ASPERDEN Wer sich dem früheren Zisterzienserinnenkloster Graefenthal nähert, spürt die Geschichte des Ortes. Die Zufahrt eröffnet den Blick auf die weiträumige Klostermauer, die seit Jahrhunderten Graefenthal von der Außenwelt trennt. Diese Umfriedung kennzeichnete die Grenze und stand als Symbol für die Weltabgeschiedenheit. Trotz baulicher Verluste sind die zentralen Funktionsbereiche des ehemaligen Klosters bis heute präsent. Die bis heute erhalten gebliebenen Teile der alten Bausubstanz vermitteln einen Eindruck über die einstige Größe des Klosters. Als Folge ihrer über 750jährigen Nutzungsgeschichte weist die Anlage verschiedene Phasen von Bautätigkeiten auf.

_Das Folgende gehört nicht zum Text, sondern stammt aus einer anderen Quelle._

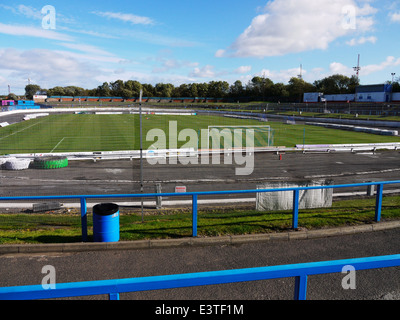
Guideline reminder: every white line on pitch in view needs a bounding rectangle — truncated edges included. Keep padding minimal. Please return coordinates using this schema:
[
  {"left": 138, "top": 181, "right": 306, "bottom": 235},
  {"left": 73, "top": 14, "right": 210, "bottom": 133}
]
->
[{"left": 50, "top": 137, "right": 65, "bottom": 153}]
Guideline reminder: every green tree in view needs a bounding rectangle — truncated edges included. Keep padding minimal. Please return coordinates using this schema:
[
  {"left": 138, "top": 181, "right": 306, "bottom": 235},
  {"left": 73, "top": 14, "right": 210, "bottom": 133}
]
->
[
  {"left": 287, "top": 77, "right": 315, "bottom": 102},
  {"left": 229, "top": 80, "right": 244, "bottom": 98},
  {"left": 124, "top": 80, "right": 143, "bottom": 97},
  {"left": 25, "top": 84, "right": 41, "bottom": 100},
  {"left": 96, "top": 82, "right": 111, "bottom": 97}
]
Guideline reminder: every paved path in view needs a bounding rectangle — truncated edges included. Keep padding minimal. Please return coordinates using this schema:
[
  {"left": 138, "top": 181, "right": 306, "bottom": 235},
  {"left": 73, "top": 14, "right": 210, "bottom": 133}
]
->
[{"left": 0, "top": 223, "right": 400, "bottom": 300}]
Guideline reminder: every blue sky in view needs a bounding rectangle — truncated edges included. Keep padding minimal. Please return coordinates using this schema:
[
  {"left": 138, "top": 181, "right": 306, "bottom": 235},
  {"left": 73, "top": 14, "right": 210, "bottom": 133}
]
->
[{"left": 0, "top": 0, "right": 400, "bottom": 94}]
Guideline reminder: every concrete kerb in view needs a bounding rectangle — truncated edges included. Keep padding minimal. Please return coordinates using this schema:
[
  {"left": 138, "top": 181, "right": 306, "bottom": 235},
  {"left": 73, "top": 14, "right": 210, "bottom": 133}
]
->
[{"left": 0, "top": 221, "right": 400, "bottom": 255}]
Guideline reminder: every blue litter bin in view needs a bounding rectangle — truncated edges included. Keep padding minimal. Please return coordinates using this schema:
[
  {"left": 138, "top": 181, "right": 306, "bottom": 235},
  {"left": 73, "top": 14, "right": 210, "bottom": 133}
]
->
[{"left": 93, "top": 203, "right": 119, "bottom": 242}]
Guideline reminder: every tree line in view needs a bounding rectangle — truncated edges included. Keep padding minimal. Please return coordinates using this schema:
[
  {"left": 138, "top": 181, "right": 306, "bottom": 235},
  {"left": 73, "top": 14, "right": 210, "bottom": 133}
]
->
[{"left": 25, "top": 74, "right": 400, "bottom": 102}]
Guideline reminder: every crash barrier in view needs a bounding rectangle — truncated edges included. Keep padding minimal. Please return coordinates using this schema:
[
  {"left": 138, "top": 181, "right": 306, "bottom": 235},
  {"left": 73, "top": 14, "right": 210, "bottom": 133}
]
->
[
  {"left": 0, "top": 254, "right": 400, "bottom": 300},
  {"left": 306, "top": 122, "right": 399, "bottom": 136},
  {"left": 0, "top": 180, "right": 400, "bottom": 242}
]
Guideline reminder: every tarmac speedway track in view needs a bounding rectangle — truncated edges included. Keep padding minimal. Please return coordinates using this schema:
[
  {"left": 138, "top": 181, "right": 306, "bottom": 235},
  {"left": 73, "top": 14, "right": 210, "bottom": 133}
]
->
[{"left": 0, "top": 151, "right": 400, "bottom": 204}]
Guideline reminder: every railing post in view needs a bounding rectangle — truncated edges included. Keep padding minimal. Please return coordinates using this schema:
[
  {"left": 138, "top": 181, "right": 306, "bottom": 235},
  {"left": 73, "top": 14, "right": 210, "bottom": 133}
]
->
[
  {"left": 375, "top": 184, "right": 383, "bottom": 222},
  {"left": 81, "top": 198, "right": 87, "bottom": 242},
  {"left": 192, "top": 194, "right": 197, "bottom": 237},
  {"left": 294, "top": 275, "right": 307, "bottom": 300},
  {"left": 292, "top": 189, "right": 300, "bottom": 229},
  {"left": 108, "top": 293, "right": 119, "bottom": 300}
]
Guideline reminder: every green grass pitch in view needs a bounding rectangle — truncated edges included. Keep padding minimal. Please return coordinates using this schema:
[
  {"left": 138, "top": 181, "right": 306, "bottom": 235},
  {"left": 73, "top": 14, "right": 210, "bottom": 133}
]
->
[{"left": 0, "top": 114, "right": 400, "bottom": 155}]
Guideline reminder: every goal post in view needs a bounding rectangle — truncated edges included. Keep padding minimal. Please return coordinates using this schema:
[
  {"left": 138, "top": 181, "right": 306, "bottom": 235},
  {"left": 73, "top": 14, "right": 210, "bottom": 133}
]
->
[{"left": 207, "top": 125, "right": 274, "bottom": 149}]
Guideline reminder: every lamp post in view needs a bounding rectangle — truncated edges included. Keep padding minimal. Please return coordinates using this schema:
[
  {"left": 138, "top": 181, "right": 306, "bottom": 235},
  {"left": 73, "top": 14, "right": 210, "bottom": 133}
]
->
[{"left": 139, "top": 89, "right": 143, "bottom": 222}]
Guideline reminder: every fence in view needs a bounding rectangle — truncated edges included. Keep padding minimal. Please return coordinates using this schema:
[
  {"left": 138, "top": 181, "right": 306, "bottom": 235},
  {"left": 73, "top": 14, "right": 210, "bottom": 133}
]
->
[
  {"left": 0, "top": 180, "right": 400, "bottom": 242},
  {"left": 0, "top": 254, "right": 400, "bottom": 300}
]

Hierüber informiert Franz van Well während der letzten öffentlichen Gästeführung in diesem Jahr jetzt Sonntag (13.10.19). Die Teilnehmer lernen das ehemalige Kloster als erlebbaren historischen Wert kennen und schätzen. Die Führung startet um 11 Uhr ab Torhaus, es wird ein Kostenbeitrag von 4 € je Teilnehmer erhoben. Eine Anmeldung ist nicht erforderlich.